La parola “fortuna” ricorre spesso nella chiacchierata in esclusiva sulla Repubblica per Cecilia Salvai, difensore della Juventus Women. Eppure negli ultimi anni per ben due volte la calciatrice nata a Pinerolo ha dovuto alzare bandiera bianca per un infortunio al ginocchio: la prima volta ha saltato il Mondiale del 2019, la seconda le sta togliendo il diritto di contribuire alla cavalcata Champions delle J Women e di partecipare agli Europei di luglio. La parola fortuna, evidentemente, si riferisce al carattere, che non le fa perdere il sorriso neanche quando sarebbe più la soluzione più semplice.
Cecilia Salvai, come è nato l’amore per il calcio?
«Ho iniziato seguendo le orme di mio cugino. Da piccola giocavo con lui, andavo a vederlo giocare e l’allenatore mi ha chiesto di entrare in squadra».
Sta vivendo il suo secondo infortunio al ginocchio. Qual è il momento più difficile?
«I primi mesi passano in fretta, dal terzo comincia a essere pesante, si sommano la fatica fisica e mentale».
Ci pensa agli Europei di luglio?
«Valutiamo mese per mese. È più no che sì, sarebbe una cosa molto “tirata”. Se invece volesse dire andarci per fare parte della squadra, allora sarebbe diverso».
La vita l’ha messa spesso alla prova. Come fa a non perdere mai il sorriso?
«Non lo so, ci fosse una spiegazione farebbero tutti così (sorride, ndr). Sorrido ma il dispiacere c’è: affrontarla così aiuta a soffrire meno».
La prima prova è arrivata a 4 anni, quando le diagnosticarono un linfoma. È in quella occasione che ha imparato a lottare?

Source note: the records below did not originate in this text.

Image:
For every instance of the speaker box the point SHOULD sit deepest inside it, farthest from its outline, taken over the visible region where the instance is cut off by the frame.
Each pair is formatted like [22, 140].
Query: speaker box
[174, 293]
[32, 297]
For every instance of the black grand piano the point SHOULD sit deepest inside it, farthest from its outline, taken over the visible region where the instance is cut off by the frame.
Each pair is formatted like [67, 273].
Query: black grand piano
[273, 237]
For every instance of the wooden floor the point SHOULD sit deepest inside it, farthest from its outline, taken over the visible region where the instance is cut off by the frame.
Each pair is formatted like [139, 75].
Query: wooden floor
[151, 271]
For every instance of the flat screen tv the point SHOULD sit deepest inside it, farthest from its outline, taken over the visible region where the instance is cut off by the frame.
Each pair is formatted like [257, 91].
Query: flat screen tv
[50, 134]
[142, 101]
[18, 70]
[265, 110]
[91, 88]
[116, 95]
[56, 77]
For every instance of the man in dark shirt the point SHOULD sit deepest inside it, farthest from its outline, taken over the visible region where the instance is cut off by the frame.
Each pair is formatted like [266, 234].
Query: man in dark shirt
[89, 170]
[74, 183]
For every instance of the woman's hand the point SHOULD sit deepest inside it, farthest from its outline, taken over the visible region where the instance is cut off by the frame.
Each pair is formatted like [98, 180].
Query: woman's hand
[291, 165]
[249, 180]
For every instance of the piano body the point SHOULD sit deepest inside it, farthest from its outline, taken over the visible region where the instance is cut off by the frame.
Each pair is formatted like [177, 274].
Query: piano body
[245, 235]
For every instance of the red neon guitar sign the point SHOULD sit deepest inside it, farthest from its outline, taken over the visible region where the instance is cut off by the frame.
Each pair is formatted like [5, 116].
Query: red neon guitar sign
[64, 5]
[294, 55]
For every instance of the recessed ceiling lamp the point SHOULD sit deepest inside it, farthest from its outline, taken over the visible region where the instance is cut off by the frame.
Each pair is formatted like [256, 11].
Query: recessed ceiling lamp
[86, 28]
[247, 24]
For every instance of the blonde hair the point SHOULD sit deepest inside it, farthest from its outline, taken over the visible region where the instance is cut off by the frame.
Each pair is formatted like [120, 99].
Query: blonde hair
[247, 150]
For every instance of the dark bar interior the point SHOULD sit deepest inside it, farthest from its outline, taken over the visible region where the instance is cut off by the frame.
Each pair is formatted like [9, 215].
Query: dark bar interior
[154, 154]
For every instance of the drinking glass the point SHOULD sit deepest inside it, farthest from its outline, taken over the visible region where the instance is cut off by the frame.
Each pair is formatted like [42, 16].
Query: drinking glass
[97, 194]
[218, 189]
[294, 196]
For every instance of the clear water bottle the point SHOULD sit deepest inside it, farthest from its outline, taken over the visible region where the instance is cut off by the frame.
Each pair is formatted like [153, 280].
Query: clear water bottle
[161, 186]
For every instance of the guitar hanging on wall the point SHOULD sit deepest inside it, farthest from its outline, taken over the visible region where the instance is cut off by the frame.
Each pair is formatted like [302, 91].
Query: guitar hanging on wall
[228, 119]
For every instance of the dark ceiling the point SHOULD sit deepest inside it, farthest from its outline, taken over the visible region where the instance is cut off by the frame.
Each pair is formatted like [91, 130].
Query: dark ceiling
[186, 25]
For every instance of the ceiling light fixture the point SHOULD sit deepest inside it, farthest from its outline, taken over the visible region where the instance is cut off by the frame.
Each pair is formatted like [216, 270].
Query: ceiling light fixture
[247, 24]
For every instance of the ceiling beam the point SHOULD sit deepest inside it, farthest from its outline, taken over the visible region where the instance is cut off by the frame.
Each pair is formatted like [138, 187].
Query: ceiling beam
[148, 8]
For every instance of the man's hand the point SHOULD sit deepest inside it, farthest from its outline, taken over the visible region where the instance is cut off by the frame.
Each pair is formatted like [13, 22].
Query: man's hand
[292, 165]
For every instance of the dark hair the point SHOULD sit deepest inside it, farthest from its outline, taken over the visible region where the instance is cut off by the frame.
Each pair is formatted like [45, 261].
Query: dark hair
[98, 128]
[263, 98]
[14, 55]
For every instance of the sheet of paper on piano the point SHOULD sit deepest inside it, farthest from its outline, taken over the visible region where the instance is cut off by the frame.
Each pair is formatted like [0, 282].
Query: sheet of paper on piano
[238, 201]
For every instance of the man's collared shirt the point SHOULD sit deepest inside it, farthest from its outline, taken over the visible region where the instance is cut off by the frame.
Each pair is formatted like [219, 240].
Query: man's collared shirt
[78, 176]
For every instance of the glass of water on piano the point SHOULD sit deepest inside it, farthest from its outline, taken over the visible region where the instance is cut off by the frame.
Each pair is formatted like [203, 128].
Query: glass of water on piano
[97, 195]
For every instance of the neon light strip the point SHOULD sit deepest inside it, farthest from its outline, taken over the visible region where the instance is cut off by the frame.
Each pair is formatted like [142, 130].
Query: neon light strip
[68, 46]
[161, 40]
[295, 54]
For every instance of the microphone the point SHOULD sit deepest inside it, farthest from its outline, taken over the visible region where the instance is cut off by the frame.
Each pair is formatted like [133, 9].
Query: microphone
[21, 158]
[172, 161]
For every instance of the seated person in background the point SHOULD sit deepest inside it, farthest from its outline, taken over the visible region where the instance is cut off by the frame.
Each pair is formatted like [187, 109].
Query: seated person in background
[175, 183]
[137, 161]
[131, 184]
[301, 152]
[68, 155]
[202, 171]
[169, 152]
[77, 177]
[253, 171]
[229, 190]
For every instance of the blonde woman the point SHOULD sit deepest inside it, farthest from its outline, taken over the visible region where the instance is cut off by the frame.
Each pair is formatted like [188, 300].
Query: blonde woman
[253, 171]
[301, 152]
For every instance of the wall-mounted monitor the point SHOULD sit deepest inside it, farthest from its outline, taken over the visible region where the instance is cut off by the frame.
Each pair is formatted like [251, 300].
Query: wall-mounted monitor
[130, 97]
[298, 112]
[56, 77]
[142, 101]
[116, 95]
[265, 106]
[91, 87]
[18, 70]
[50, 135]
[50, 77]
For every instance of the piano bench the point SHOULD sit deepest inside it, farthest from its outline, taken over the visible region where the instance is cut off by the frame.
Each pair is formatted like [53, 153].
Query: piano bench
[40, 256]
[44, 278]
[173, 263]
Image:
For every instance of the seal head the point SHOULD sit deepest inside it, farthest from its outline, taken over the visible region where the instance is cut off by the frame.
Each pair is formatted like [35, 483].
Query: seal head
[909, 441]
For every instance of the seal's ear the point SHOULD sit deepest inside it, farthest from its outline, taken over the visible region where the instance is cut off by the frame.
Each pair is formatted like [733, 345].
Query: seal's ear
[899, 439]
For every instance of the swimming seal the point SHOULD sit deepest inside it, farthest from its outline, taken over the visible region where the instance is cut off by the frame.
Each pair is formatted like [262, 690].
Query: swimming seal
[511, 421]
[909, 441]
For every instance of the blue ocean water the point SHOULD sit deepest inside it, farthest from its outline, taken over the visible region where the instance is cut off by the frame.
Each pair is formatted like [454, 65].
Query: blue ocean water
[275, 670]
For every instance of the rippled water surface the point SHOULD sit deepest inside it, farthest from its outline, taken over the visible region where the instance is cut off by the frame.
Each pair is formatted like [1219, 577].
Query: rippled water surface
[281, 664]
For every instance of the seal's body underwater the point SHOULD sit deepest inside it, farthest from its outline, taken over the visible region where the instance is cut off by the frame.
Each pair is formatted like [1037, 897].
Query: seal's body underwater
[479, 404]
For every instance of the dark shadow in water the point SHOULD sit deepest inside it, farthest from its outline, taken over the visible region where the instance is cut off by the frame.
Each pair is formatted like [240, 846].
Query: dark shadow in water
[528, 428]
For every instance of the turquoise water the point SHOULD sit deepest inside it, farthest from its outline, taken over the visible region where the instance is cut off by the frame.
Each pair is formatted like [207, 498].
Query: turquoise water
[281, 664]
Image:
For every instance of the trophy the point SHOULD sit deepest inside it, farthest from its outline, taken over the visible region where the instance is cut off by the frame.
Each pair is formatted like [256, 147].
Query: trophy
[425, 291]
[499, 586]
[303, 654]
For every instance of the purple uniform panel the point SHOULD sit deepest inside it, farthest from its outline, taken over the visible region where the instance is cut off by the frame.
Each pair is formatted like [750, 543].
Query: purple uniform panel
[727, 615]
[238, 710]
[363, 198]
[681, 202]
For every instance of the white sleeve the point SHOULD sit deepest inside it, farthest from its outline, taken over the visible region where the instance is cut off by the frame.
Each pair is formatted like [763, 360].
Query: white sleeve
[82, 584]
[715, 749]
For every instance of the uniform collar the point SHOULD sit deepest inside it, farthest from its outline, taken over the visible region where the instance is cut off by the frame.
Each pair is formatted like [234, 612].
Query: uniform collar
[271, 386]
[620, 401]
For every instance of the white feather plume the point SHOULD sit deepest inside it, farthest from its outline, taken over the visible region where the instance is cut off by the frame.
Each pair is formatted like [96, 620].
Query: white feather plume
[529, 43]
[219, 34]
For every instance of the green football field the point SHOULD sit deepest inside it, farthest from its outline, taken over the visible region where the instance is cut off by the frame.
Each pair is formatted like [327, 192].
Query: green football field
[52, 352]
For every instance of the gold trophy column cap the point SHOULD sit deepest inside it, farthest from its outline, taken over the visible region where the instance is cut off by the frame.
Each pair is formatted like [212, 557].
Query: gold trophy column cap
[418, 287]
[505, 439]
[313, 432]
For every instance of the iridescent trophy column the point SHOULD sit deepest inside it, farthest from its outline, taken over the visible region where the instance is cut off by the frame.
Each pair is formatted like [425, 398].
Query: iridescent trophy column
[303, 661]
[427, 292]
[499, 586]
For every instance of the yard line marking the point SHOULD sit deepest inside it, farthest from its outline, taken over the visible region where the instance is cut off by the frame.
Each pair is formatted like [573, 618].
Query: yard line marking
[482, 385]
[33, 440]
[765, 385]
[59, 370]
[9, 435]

«Penso di sì, anche se ricordo ben poco. Ho dei flash, sono stata fortunata perché è durata poco, sei mesi di cura e un anno di controlli. Vedendo altre persone come stanno, mi ritengo molto fortunata: è stato preso in tempo. Penso che ti segni per quanto uno sia incosciente vista l’età».
Il 29 dicembre è stata operata per la seconda volta. Come sarebbe andata dieci anni fa?
«Male. Parlando con le calciatrici del tempo ho la conferma che era diverso: quello che ho a disposizione alla Juventus era impensabile fino a qualche anno fa».
Nel frattempo ha rinnovato il contratto: in attesa del professionismo, sono le società il vostro welfare?
«In un certo senso sì. Sono ancora più riconoscente per quanto ci sono vicini in società, ma era inevitabile arrivare al professionismo».
Qual è l’aspetto che è maggiormente cambiato negli ultimi anni?
«La mentalità. Prima per tutte noi era “giocare”, non era la prima fonte di sostentamento. Le generazioni future vedranno gli sforzi di chi le ha precedute. Siamo passate dal niente al tutto e ce lo siamo anche meritato».
Che impatto potrà avere il professionismo?
«Avremo le tutele che hanno i normali lavoratori. La maternità era tutelata ma non al livello di un professionista e questo è un aspetto importante per chi ha intenzione di avere figli».
Ci racconta la sua giornata tipo?
«Tutto gira intorno al calcio. Le ore di sonno e l’alimentazione sono fondamentali, la discriminante tra chi arriva a un certo livello e chi no. Sveglia, colazione, passeggiata con il mio cane. Poi a Vinovo: sono sempre una delle prime ad arrivare, è diventata casa nostra, mi piace stare là. Le ore che rimangono le ho passate a studiare».
Come vanno gli studi?
«Devo discutere solo la tesi, l’infortunio ha fatto slittare la discussione. Mi sto laureando in Economia».
Come sta vivendo l’avventura in Champions?
«Stare fuori è difficile, la Champions è quello che mi manca di più: affrontare grandi squadre come il Lione è uno stimolo. Mi stanno facendo divertire, per quanto guardarle da fuori è bello ma fa male non esserci».
Cosa dovrete fare a Lione per tentare l’impresa?
«Siamo state bravissime a ribaltarla dopo un primo tempo sottotono. Non dovremo concedere altri 45’ come all’andata: noi abbiamo fatto fatica, loro hanno passeggiato. Dobbiamo fare la nostra partita: in Europa se subisci e attendi, la paghi».